ソウゾウセカイ

Ivyと申します。ここでは主に小説を書いたりしています。コメントや★を付けていってくだされば嬉しいです。※小説には過激な内容が含まれることがあります。思いつきで書いているので、矛盾している点が多いです。そのため、過去の記事を書き換えることがあります。ご了承ください。

冒険者達の記録書 第53話 名前

Reg
「ローディン・ベルフィスはペンネーム。本名は……テノール・リーディット。」
 それを言った瞬間、周囲が静まる。
「……ははははっ!」
 沈黙を破ったのは、ローディンの笑い声だった。
「私の本名はテノール・リーディット……ええ、その通りですとも。……貴方と同じ、ね。」
 ローディンの目はテノールに向いている。テノールは茫然としている。
「……」
 彼女にどう声をかけていいのか分からない。「その名前はお前のものじゃない」?違う。……ああ、わからない。
「貴方は私の名前を使っていたのです。」
 ローディンははっきりと言い放つ。
「『テノール・リーディット』を名乗っていたこと。それが、貴方がテレジアと面識があったと考えた根拠でした。そして、貴方が看守と同じように囚人を殺していたと知り……貴方も同罪だと考えていたのです。」
「何言ってんだよ!テノールはあいつらに命令されてたんだ!だってそうしなきゃ……」
「いいの」
 ルギは叫ぶ。テノールが止める。元々白い顔だが、いつもより顔色が悪いように見える。
「もう、いいの。」
 それだけ言って、テノールはローディンの手を取る。
「私も同罪。間違いない。……私がローディンの名前を借りてたのなら、返す。もう2度と名前で呼ばれなくても、また番号で呼ばれるようになっても、それで……、……。」
「それでいい、とは言えないのでしょう?」
「……言えない……けど、でも、大事な、誰かに貰った名前なんでしょ。ローディンが……テノールが、愛されてたっていう証拠でしょ。そんな大事な名前、私が使ってていいわけない。」
 テノールは泣きそうな顔で言う。ローディンは手をテノールの肩に置く。
「あれが大事な名前だと本当にそう思うのならば、今までどおり貴方が使いなさい。……カルリエッタのゴミ捨て場であの子の首を見つけた時から、いや、もっと前……私達の家に火を付けられたあの日から、私はテノール・リーディットの名を捨てたのです。捨てたものをどうして返せと言うのでしょうか?……これは貴方を疑ったことへのお詫びでもあります。どうぞ、これからもテノール・リーディットを名乗ってくださいませ。……くっ」
 一瞬、ローディンは顔をしかめた。傷が痛むのだろう。
「ローディン、大丈夫か?」
「ええ。心配いりません。……ははは!やはりその名前で呼ばれるのが1番しっくりきますねぇ。」
 ローディンは大声で笑い飛ばす、が、よく見ると額には汗が滲んでいる。ミクもそれを見逃さなかったようだ。俺にそっと耳打ちする。

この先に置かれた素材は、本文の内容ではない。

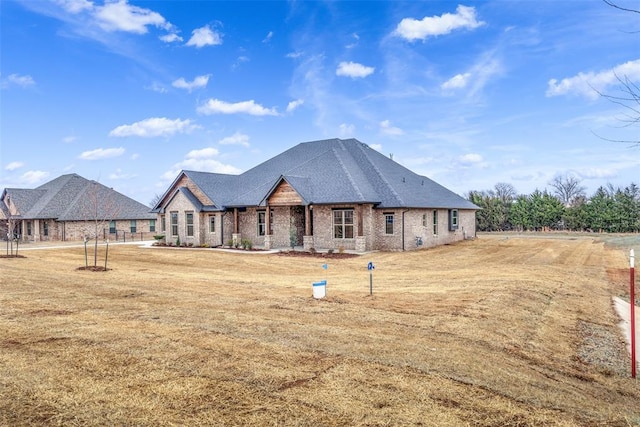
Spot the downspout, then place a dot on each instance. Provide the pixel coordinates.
(403, 212)
(222, 228)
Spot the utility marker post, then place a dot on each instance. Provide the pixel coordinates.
(632, 305)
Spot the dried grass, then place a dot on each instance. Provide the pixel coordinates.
(484, 333)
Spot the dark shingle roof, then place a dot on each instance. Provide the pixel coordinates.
(69, 198)
(329, 172)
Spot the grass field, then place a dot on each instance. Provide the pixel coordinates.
(498, 331)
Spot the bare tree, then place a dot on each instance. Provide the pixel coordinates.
(98, 207)
(505, 192)
(567, 189)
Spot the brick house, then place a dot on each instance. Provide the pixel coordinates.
(327, 194)
(70, 207)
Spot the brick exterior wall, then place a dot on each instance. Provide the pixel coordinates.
(408, 226)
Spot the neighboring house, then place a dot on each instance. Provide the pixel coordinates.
(330, 194)
(71, 207)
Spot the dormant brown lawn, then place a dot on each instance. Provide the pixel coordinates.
(492, 332)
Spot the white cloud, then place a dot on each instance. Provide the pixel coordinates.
(198, 82)
(121, 16)
(294, 55)
(294, 105)
(387, 129)
(119, 175)
(18, 80)
(154, 126)
(171, 38)
(215, 106)
(101, 153)
(75, 6)
(200, 160)
(353, 70)
(13, 166)
(413, 29)
(157, 87)
(474, 80)
(347, 130)
(469, 160)
(456, 82)
(33, 177)
(204, 36)
(589, 84)
(236, 139)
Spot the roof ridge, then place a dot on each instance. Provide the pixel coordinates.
(346, 171)
(380, 175)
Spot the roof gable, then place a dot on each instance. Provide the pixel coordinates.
(329, 172)
(66, 198)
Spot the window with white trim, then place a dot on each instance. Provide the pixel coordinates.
(174, 223)
(343, 223)
(435, 222)
(388, 223)
(189, 223)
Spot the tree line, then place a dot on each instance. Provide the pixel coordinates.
(564, 207)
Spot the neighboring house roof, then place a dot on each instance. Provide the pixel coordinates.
(331, 171)
(74, 198)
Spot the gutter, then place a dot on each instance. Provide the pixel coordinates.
(403, 239)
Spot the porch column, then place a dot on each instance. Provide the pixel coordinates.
(307, 221)
(236, 238)
(267, 218)
(361, 239)
(36, 230)
(307, 239)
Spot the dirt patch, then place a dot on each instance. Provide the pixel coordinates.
(306, 254)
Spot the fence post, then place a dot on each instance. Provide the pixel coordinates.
(632, 305)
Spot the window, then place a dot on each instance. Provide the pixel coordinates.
(453, 219)
(262, 227)
(435, 223)
(189, 216)
(388, 223)
(262, 223)
(174, 223)
(343, 223)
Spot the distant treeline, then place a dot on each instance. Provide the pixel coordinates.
(613, 210)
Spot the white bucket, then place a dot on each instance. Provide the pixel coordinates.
(320, 289)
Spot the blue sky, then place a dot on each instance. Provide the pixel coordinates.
(469, 94)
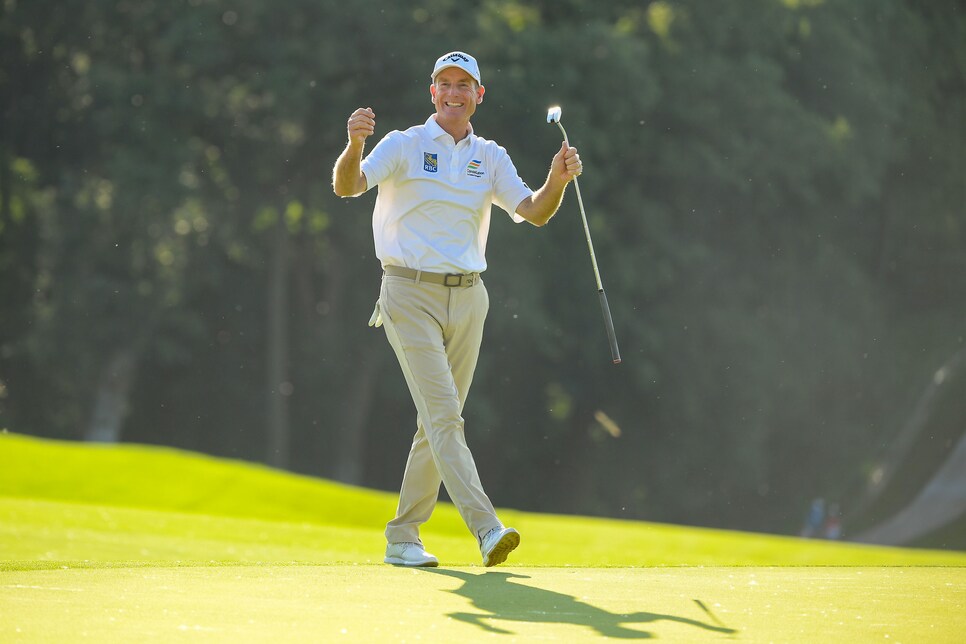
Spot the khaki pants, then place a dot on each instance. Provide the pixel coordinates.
(436, 333)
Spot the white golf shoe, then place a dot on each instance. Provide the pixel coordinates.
(409, 554)
(497, 544)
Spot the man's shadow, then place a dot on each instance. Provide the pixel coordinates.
(497, 598)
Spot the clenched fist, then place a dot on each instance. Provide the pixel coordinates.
(361, 125)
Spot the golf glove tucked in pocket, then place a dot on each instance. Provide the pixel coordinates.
(376, 319)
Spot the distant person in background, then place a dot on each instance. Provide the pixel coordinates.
(437, 183)
(833, 522)
(815, 520)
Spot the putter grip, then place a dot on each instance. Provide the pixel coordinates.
(609, 323)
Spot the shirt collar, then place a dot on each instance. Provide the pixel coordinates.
(435, 130)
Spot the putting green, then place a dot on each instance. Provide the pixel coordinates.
(128, 543)
(369, 603)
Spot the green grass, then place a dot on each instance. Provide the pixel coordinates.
(127, 543)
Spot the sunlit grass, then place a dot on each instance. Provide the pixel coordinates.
(102, 505)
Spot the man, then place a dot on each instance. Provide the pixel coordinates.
(437, 182)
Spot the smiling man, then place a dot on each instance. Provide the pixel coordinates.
(437, 184)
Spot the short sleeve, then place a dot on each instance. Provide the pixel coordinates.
(382, 161)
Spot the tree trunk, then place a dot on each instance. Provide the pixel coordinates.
(351, 457)
(903, 442)
(112, 399)
(279, 387)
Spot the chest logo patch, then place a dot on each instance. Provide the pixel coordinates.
(475, 168)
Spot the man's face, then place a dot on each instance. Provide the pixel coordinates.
(455, 94)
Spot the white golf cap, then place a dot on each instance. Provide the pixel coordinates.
(458, 59)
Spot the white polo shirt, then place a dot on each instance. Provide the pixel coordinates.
(432, 212)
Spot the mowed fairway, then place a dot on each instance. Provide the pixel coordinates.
(125, 543)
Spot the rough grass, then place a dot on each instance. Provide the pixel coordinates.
(131, 543)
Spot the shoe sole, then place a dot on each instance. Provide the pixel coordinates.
(395, 561)
(503, 547)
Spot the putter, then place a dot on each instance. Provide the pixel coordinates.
(553, 116)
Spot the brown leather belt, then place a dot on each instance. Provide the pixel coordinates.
(445, 279)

「ねえレグ、一旦戻ろう?まだ調査は出来てないけど、ローディンをちゃんとした所で休ませなきゃ……。」
「……そうだな。ローディン、歩けるか?肩ぐらいなら貸すぞ」
「大丈夫です。……メディエに行くのですか?」
 メディエ……メディステールの城下町。あそこにはレージェもいるし、彼を休ませる事ぐらいは可能だろう。
「あそこでは私は犯罪者扱いされているのでは?……まあ、牢屋にぶちこまれても仕方がないことをしましたからねぇ。」
 ニュンレリズ教会を燃やすのに加担し、ロンドとその使用人に危害を加えた。確かに罪に問われてもおかしくない。

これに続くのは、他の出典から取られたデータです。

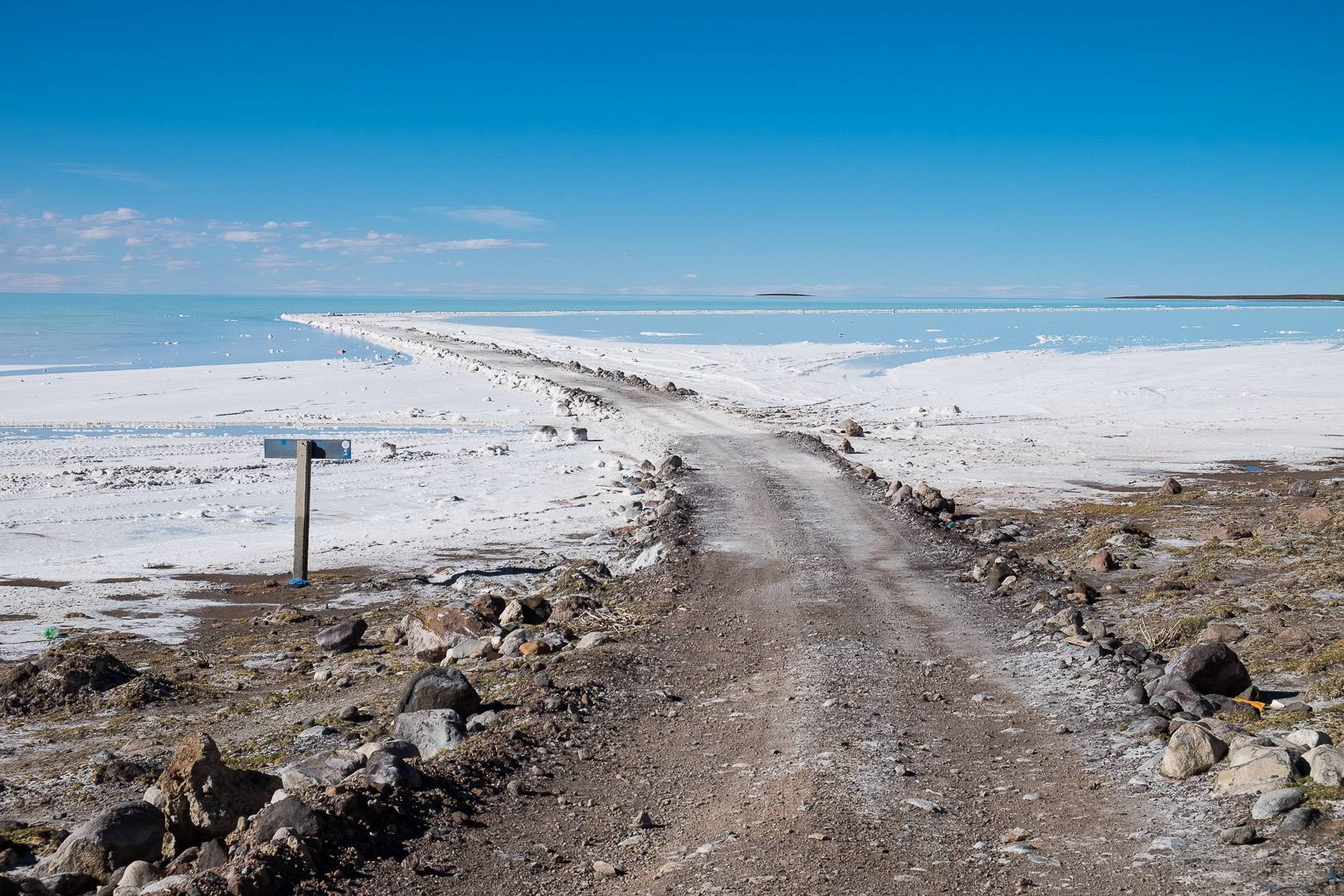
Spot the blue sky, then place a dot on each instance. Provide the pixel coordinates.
(1050, 149)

「大丈夫だ。あいつは負傷してる奴にそんなことするような奴じゃない。傷が治った後は分からんがな。」
「別に私自身は何をされたっていいのですよ。それくらいされても仕方のないことをしましたから。ただ、ヘラーノだけは……」
「ヘラーノ?」
「……いえ、何でもありません。」
 そういえば。レージェが言っていたな。ヘラーノはローディンの義理の弟だ、と。彼らの間には俺達が思っている以上の強い絆があるのだろう。
「行きましょう。」
 ローディンは立ち上がる。足の怪我のせいで上手く立てないようだ。
「無理しないで。怪我が悪化したら……」
 ミクは手を差し出す。ローディンはそれを見ようともせず、1人で立ち上がった。